Naomi Ko, a writer, director and an actor originally from Rosemount, Minnesota, believes representation starts with having not just Asian-American characters on screen but writers and directors who can understand that experience.

"If it's not coming from that authentic place, viewers and readers know," said Ko, the co-founder of the Asian Pacific Islander American Minnesotan Film Collective.

But for years, she says she's heard Asian stories aren't profitable. Another barrier is filmmaking is a competitive, expensive profession to break into.

"Most of us are children of immigrants or we're from low socioeconomic backgrounds, and we don't have the opportunities and the financial security to pursue such an expensive medium of art making," Ko said.

"Everything Everywhere All at Once" also has ties to Minnesota. It was a big moment for Minneapolis-born and raised James Hong. At 94, he got to attend his first-ever Academy Awards Sunday night.

Ko said in Minnesota, the Asian American filmmaking community is small and made up mostly of filmmakers who are Hmong. 
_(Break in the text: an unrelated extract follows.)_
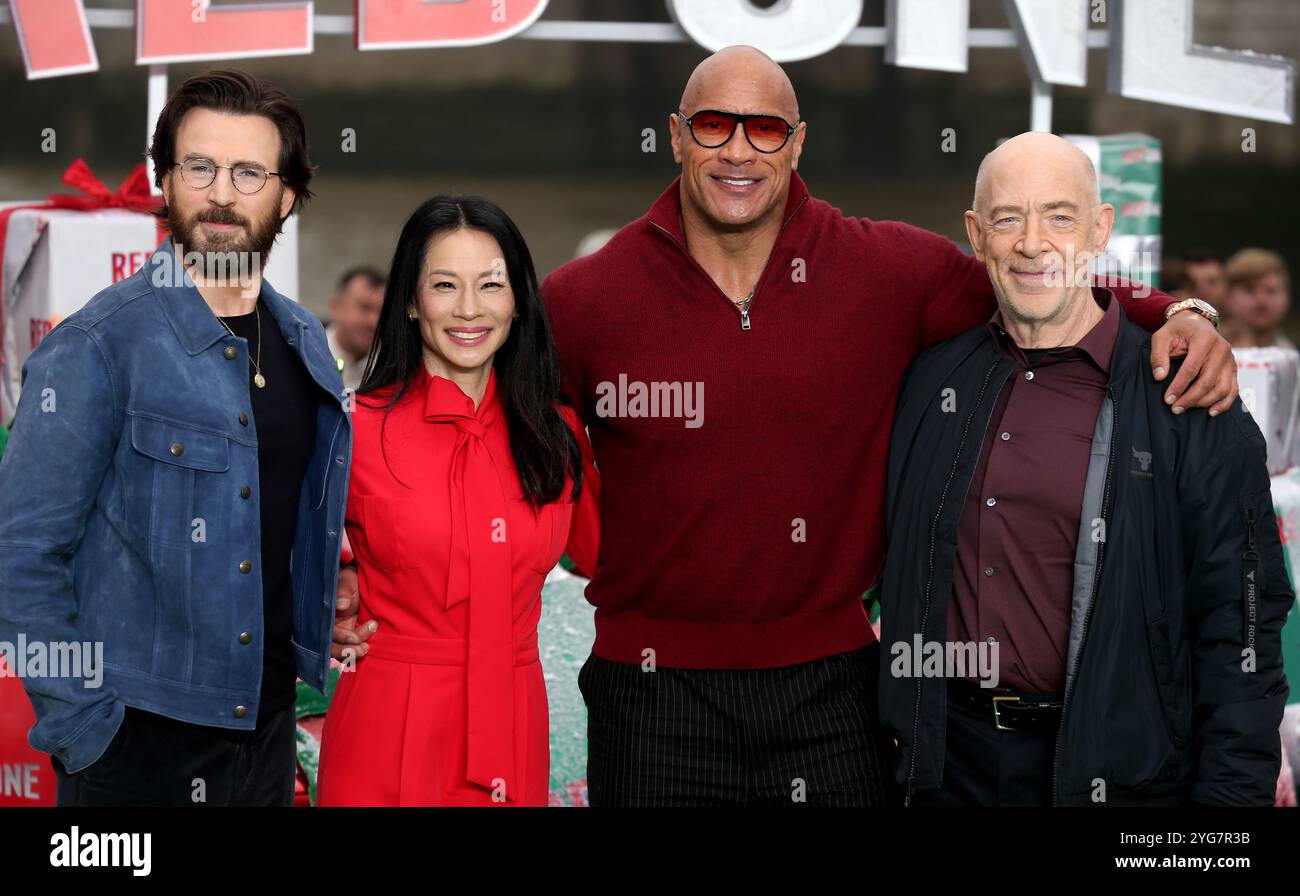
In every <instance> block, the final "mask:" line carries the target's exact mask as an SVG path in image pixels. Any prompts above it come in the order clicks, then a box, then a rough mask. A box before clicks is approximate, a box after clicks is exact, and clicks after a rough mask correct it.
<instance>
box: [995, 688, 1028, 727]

She said recently, Bing Liu, a New York-based filmmaker who was nominated for an Oscar for "Minding the Gap" in 2019, visited Minnesota to train seven Hmong-American filmmakers in the Twin Cities. 

"While it's really great that there is more Asian American representation, we also need to make sure that our region in our state is also reflected," Ko said. "We’re very diverse in ethnicity, language, and also originality and I'm pretty sure we're ready for Minnesota to be represented in a different way that's not just the Mighty Ducks or Fargo."

Lee also said he was struck by the backlash leading up to the Oscars that centered around how many people were nominated from "Everything Everywhere All at Once."

"Hollywood is still struggling with the recognition of the fact that this country is more diverse than Hollywood," Lee said.

Though the progress has been slow, Ko said Sunday night was a step in the right direction.

"Audiences are really curious and they want to see new things. So there's gotta be a little trust in us because I think we can definitely deliver," Ko said.